Voetballers van U12 zitten in de fase waarin ze veel kunnen leren. Daarnaast begint hun techniek al flink te verbeteren en zijn ze toe aan uitdagende voetbaloefeningen. JO12 is het laatste jaar op een half veld. Wellicht is het leuk om alvast te trainen op een groter veld om spelers hier kennis mee te laten maken.

Spelers van JO12 spelen 8 tegen 8 op een half veld, 64 bij 42,5 meter. De wedstrijden bedragen 2 keer 30 minuten. De wil om te winnen neemt waarschijnlijk steeds meer toe. Daarnaast worden de uitslagen en ranglijst gepubliceerd wat de spelers mogelijk motiveert om kampioen te willen worden.

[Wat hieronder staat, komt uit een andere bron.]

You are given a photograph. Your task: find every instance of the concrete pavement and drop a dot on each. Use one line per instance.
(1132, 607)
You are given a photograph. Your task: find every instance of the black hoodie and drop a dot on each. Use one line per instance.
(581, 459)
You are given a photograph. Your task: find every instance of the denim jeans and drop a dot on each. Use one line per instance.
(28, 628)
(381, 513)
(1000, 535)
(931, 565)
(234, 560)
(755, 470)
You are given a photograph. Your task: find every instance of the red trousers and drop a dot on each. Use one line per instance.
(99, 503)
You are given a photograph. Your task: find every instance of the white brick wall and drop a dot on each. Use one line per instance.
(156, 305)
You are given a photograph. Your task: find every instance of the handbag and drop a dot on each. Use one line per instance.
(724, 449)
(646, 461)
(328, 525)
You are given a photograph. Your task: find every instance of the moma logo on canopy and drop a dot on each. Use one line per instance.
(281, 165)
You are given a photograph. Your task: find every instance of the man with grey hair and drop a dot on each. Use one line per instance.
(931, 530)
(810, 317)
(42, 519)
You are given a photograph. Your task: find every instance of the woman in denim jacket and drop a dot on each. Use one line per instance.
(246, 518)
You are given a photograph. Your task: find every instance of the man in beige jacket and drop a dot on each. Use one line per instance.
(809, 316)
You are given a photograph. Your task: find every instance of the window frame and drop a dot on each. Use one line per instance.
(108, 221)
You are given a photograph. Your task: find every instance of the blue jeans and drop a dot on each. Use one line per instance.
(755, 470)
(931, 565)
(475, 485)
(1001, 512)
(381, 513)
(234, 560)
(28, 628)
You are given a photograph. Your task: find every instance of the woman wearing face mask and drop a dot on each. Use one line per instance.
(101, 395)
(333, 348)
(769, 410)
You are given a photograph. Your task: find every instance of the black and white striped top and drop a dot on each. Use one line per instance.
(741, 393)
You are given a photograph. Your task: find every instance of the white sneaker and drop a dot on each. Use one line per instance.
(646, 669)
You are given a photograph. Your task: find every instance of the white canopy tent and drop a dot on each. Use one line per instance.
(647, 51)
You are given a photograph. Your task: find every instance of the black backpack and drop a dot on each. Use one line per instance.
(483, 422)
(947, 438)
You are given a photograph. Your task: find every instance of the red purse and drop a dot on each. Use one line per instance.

De focus voor de training van JO12 ligt op het samenspel en de combinatie tussen spelers. Er wordt gebruik gemaakt van positiespellen en rondo’s om spelers te leren samenspelen.
voetbal-oefeningen-jo12
Klik op onderstaande categorieën om direct naar de oefeningen te gaan. Klik op onderstaande link om naar de downloadbare voetbaloefeningen te gaan.

Leeftijd

Doelstelling van training

Trainingsvormen
JO11 en JO12Samenspel uitbreiden tot positiespel
Lopen zonder bal, dieptepasses
Spelers dekken in verdediging
Combinaties zoals driehoeken en één-tweetjes
Warming up oefeningen

Spelletjes

Tic Tac Toe

Dit spelletje draagt bij aan het dribbelen en aan het nadenken tijdens het spel.

tic-tac-toe
  • Maak teams van 3-4 spelers. Beide teams krijgen een kleur toegewezen waarvan pionnetjes bij het vak liggen.
  • Er wordt een estafette gespeeld waar de voorste speler door de pionnen dribbelt en vervolgens zijn kleur pion in een van de vakken legt met als doel 3 op een rij te maken.
  • De speler dribbelt door het midden terug naar het begin en geeft de bal aan de volgende speler over.
  • Als alle vakken vol zijn en er geen 3 op een rij is gaat het spel door maar nu mogen de spelers de pionnen die er al liggen omruilen met pionnen van het andere team.

Dobbel/nummerspel

Dit spelletje zorgt ervoor dat spelers snel leren omschakelen nadat ze horen hoeveel spelers er het veld in moeten. Daarnaast leren ze alles wat ze in een echte voetbalwedstrijd gebruiken.

dobbel-nummer-spel
  • Gebruik een grote dobbelsteen of de trainer bepaalt welk getal tussen 1 en 6 wordt gekozen.
  • De spelers van beide teams staan in een rij naast het doel.
  • Het aantal van de dobbelsteen of dat de trainer roept rent het veld in en het partijspel start.
  • Als een van de teams scoort is het partijtje af, komt de bal weer in het midden te liggen en sluiten de spelers achteraan aan.
  • Iedere ronde is het partijtje anders, variërend van 1 tot 6 spelers per team.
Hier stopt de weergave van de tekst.